Perhaps his obscurity was due to his personal attributes. Although he was a gregarious and kind individual, he suffered from manic depression, he was perpetually in financial danger due to his extensive debts, and his wife was often in trouble with the law. Maybe it was his restless spirit that took him away from mathematics for years at a time, his bad career decisions, or his refusal to play the political games in academia. It might have been his way of presenting mathematics. His writing was always too focused on details, making it difficult to perceive the important and deep mathematics that he discovered.
Figure 22.7. A decomposition of a solid torus.
He wrote two monographs on topology, one in 1847 and one in 1861.6 The first, the previously mentioned Topologie, consisted mostly of his topological musings. The second, with the long title of Der Census räumlicher Complexe oder Verallgemeinerung des Euler’schen Satzes von den Polyedern (The Census of Spatial Complexes or Generalization of Euler’s Theorem on Polyhedra), contained his generalizations of Euler’s formula to nonconvex 3-dimensional shapes. In 1884 P. G. Tait lamented that Listing’s writings on topology
have not yet been rescued from their most undeserved obscurity, and published in an English dress, especially when so much that is comparatively worthless, or at least not so worthy, has already secured these honours.7
In Census Listing abandoned the rigid polyhedral view of these shapes; instead he gave the problem a topological treatment. Listing counted the number of vertices, edges, faces, and (3-dimensonal) spaces, but he allowed these features to have nontrivial topology, or cyclosis (as he called it). For instance, he counted a circle as an edge and a sphere as a face, but when he counted them he modified the tally by taking into account their topology. He counted a cylinder as a face, but because it contained a nontrivial loop, he subtracted one. Thus, if A, B, C, and D, are the numbers of vertices, edges, faces, and spaces, each suitably purged of its cyclosis, then A − B + C − D = 0.
To give a flavor of how Listing’s decomposition works, we apply it to the solid torus with the decomposition shown in figure 22.7. It has no vertices, it has a single circular edge, it has two faces (one shaped like a cylinder and one a disk), and it has two spaces (the inside of the cylinder and the ambient space, which he always counted). Because this decomposition has no vertices, A = 0. There is one edge, but it contains a closed loop, so B = 1 − 1 = 0. There are two faces, but since the cylindrical one contains a closed loop around its circumference, C decreases by one.

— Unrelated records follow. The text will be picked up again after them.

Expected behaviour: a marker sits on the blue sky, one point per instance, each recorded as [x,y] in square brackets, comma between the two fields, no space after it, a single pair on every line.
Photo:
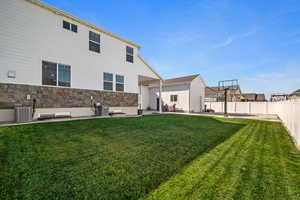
[255,41]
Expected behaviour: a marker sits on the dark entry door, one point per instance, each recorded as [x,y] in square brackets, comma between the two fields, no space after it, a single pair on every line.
[157,104]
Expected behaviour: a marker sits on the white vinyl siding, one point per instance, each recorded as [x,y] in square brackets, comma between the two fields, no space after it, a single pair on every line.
[31,34]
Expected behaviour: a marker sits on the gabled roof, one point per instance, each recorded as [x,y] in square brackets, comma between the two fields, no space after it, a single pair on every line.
[211,91]
[142,59]
[92,26]
[185,79]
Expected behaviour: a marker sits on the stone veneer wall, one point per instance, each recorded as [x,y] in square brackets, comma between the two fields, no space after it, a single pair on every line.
[55,97]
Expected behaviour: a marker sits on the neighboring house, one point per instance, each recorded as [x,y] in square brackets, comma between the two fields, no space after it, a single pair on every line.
[295,95]
[213,94]
[64,63]
[187,93]
[279,97]
[253,97]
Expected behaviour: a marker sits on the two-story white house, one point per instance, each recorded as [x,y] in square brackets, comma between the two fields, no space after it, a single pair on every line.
[65,64]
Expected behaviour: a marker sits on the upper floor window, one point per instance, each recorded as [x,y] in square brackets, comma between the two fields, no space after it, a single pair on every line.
[70,27]
[120,83]
[173,98]
[56,74]
[64,75]
[129,54]
[94,42]
[107,81]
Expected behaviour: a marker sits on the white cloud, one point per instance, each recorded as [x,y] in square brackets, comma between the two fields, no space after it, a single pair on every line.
[229,40]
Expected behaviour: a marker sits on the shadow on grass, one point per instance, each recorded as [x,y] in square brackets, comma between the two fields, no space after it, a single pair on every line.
[116,158]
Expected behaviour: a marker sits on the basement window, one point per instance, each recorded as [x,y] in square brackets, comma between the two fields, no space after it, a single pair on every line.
[129,54]
[54,74]
[107,81]
[70,27]
[94,42]
[119,83]
[173,98]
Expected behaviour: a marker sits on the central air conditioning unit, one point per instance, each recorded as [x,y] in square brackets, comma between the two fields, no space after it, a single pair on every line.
[23,114]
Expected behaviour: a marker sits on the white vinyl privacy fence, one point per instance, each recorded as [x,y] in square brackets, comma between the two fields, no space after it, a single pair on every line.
[288,112]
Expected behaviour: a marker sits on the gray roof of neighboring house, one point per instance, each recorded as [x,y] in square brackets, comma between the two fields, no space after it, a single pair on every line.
[254,97]
[210,91]
[215,90]
[181,79]
[297,93]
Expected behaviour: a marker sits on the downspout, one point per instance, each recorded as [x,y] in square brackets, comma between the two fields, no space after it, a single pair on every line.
[189,97]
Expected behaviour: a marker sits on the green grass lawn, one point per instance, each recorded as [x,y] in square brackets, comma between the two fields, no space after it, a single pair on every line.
[152,157]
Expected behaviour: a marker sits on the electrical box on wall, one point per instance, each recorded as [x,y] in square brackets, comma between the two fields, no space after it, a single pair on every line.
[11,74]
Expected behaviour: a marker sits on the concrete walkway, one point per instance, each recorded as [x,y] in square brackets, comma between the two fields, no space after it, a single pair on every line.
[65,119]
[274,118]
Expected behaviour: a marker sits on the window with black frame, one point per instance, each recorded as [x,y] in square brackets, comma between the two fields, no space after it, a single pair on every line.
[129,54]
[64,75]
[49,73]
[94,42]
[69,26]
[54,74]
[107,81]
[173,98]
[119,83]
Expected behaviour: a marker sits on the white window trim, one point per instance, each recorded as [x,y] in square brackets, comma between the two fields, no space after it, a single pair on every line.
[130,54]
[57,75]
[108,81]
[95,42]
[120,83]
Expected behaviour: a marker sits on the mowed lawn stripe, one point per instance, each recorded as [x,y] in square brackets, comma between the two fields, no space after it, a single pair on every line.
[256,167]
[123,158]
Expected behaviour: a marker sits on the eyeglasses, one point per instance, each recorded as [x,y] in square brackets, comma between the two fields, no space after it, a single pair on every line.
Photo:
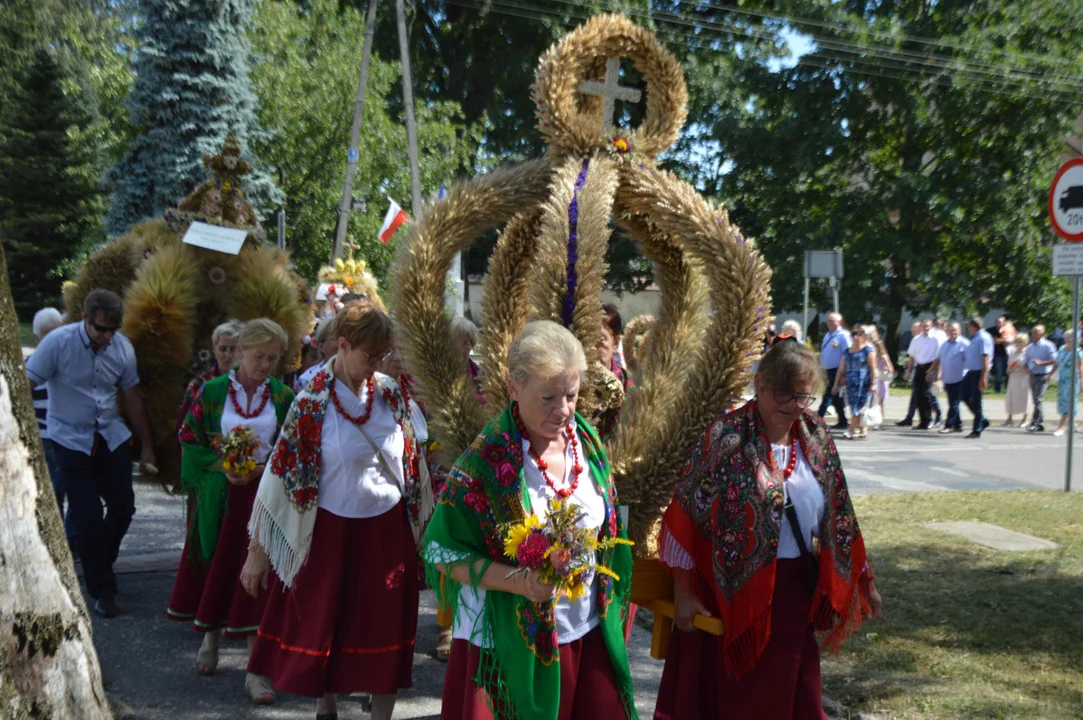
[382,358]
[804,401]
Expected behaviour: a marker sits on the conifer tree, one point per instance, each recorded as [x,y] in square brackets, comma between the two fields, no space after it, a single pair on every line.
[51,200]
[192,90]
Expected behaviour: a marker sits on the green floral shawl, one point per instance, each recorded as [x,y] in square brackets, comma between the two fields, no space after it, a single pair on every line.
[520,666]
[199,460]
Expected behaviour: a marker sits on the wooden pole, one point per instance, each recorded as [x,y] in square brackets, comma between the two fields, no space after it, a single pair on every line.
[359,109]
[415,173]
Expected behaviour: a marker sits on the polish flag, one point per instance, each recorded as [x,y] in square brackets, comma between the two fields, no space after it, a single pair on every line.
[392,221]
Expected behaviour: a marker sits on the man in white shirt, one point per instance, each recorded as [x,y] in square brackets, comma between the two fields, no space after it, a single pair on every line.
[922,352]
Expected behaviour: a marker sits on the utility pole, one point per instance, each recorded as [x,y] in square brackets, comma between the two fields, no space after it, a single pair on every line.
[415,173]
[346,206]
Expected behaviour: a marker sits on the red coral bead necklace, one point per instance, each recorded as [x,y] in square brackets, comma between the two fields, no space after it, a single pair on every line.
[240,410]
[361,419]
[563,493]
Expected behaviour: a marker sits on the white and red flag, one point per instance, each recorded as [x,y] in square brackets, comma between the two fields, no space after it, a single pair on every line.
[395,218]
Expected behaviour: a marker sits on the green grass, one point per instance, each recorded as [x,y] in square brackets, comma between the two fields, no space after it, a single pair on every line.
[968,632]
[26,335]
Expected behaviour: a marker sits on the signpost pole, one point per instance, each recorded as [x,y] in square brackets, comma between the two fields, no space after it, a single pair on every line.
[1074,380]
[805,326]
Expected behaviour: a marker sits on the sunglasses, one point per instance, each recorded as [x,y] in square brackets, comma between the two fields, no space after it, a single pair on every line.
[804,401]
[105,329]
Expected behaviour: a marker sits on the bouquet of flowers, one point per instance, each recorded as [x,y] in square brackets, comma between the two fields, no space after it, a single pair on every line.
[563,552]
[236,450]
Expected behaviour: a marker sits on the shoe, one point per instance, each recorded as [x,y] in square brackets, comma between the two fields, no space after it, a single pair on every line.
[106,607]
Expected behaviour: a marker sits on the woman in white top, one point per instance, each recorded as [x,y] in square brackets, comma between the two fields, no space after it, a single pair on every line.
[338,514]
[758,486]
[1017,398]
[518,651]
[206,591]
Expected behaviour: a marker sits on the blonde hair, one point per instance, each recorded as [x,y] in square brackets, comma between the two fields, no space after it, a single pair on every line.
[793,328]
[464,330]
[790,365]
[363,323]
[260,330]
[230,328]
[544,350]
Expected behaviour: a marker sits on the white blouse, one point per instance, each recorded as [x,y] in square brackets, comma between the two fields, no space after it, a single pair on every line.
[574,618]
[263,426]
[353,482]
[800,488]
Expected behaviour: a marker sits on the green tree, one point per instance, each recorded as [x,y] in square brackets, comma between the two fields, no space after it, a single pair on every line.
[192,90]
[305,78]
[930,175]
[51,203]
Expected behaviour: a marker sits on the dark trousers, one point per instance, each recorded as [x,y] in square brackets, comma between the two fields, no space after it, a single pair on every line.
[57,481]
[923,394]
[1000,371]
[954,397]
[935,405]
[831,397]
[1038,387]
[971,395]
[89,481]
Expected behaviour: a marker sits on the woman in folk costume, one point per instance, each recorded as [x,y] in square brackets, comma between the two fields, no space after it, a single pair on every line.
[338,516]
[223,342]
[207,591]
[761,483]
[517,652]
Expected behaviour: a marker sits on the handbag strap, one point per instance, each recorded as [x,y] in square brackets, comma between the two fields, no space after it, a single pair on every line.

So C = 2 − 1 = 1. Finally, there are two spaces, but since the exterior space contains a nontrivial loop, we have D = 2 − 1 = 1. As predicted by Listing, A − B + C − D = 0 − 0 + 1 − 1 = 0.
Listing’s approach to the problem was remarkably clever and insightful. It was the first attempt to treat the 3-dimensional Euler’s formula in a truly topological way. However, it was far from perfect. At the very least, this means of computing A, B, C, and D was confusing. Listing abandoned all of the beautiful simplicity of Euler’s vertices, edges, and faces. Instead, we must understand the topology of each building block of Listing’s partition.
The next major addition to the theory of n-dimensional topology was made by Riemann and the Italian mathematician Enrico Betti (1823–1892). In order to understand their contributions, we must return to Riemann’s study of surfaces.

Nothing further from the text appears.